# too many plants?



## Dawgz (Aug 18, 2005)

Im about to get a bigger tank, im thinkn of buying alot of plants, maybe 10-12 more, i have 4 rite now..

my question is that is that is TOO many plants bad? or it dont matter?


----------



## Tinkerbelle (Oct 14, 2004)

you can never have too many plants.... they may encumber certain species of fish, so make sure to consider the plants you use, their placement, and the size and finnage of your fish.

also consider if your fish may be destructive to certain species of plants.... my pleco has massacred my collection of swords (i had 6 different varieties in there) in my 20H


----------



## elTwitcho (Jun 22, 2004)

Yep, the hippy living in the refridgerator box is correct. Plants will only have positive effects on your water chemistry, the only concern with them is having too many so that your fish don't have room to swim. That's something you'll have to figure out


----------



## Tinkerbelle (Oct 14, 2004)

elTwitcho said:


> Yep, the hippy living in the refridgerator box is correct. Plants will only have positive effects on your water chemistry, the only concern with them is having too many so that your fish don't have room to swim. That's something you'll have to figure out
> [snapback]1174480[/snapback]​


im not a hippy!

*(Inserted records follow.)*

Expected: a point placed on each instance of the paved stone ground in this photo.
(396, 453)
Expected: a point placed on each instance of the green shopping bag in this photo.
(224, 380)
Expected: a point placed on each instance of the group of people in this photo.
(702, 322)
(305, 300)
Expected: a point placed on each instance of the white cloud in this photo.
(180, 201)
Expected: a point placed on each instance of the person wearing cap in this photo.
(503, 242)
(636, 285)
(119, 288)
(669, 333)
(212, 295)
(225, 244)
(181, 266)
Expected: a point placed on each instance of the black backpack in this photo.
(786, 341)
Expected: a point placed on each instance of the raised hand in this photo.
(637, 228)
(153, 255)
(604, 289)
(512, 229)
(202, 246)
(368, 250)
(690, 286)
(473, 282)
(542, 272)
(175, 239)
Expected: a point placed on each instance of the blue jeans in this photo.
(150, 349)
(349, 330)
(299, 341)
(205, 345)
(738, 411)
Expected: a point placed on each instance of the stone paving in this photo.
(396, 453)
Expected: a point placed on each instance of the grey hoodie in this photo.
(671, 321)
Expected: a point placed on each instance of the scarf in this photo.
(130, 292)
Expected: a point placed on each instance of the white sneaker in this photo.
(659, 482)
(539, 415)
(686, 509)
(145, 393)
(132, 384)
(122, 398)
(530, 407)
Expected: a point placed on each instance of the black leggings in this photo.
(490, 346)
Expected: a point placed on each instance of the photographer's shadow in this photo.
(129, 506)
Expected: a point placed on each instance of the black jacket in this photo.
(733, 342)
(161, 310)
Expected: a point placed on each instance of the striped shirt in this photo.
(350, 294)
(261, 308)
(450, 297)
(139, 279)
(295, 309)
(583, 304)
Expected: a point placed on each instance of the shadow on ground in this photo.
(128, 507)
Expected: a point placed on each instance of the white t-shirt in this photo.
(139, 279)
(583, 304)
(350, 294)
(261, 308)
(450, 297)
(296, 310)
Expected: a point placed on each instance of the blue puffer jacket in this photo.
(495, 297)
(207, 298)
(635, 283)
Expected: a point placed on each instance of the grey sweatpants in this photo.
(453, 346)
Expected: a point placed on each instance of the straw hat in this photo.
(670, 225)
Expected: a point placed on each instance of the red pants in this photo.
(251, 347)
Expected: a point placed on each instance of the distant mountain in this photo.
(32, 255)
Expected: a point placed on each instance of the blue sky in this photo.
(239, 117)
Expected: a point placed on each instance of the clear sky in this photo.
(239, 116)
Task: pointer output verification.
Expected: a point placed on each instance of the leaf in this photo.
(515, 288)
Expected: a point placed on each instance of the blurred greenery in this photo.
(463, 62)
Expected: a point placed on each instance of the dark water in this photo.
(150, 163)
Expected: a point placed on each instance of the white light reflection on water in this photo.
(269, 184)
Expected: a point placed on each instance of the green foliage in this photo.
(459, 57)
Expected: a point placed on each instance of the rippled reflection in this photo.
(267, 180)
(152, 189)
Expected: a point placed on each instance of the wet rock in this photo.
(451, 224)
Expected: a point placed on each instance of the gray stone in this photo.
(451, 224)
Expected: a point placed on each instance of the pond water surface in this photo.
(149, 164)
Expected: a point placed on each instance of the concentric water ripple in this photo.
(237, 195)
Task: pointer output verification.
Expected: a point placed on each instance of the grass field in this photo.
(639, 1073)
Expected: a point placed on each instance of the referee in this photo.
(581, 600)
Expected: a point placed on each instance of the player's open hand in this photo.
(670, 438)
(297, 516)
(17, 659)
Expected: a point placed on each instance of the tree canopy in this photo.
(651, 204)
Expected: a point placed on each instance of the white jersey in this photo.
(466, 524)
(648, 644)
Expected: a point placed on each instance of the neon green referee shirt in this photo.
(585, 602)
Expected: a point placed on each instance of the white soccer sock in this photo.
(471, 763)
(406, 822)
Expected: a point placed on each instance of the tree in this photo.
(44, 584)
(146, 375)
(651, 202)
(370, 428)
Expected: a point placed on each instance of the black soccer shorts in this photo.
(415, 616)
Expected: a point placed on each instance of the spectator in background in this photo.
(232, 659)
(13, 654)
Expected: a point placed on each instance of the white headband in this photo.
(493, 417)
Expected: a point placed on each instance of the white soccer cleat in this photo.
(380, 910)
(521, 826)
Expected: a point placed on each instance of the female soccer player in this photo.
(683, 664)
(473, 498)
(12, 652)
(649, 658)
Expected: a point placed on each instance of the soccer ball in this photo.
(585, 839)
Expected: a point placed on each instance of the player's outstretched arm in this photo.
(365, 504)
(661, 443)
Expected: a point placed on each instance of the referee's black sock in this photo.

KAREN IS! and i live in a dorm... not a 'fridge box, but the analogy is dually noted.


----------



## Dawgz (Aug 18, 2005)

elTwitcho said:


> Yep, the hippy living in the refridgerator box is correct. Plants will only have positive effects on your water chemistry, the only concern with them is having too many so that your fish don't have room to swim. That's something you'll have to figure out
> [snapback]1174480[/snapback]​


o well great, im gettn a new tank, and i was thinkn of havn alot on one side and a few going twards the other side, and all these twards the back, not far back but to the back, and so the fish can swim out in the front and hide in the back..


----------



## Uncle Rico (Sep 4, 2005)

don't very heavily planted tanks require some sort of carbon dioxide supplement?


----------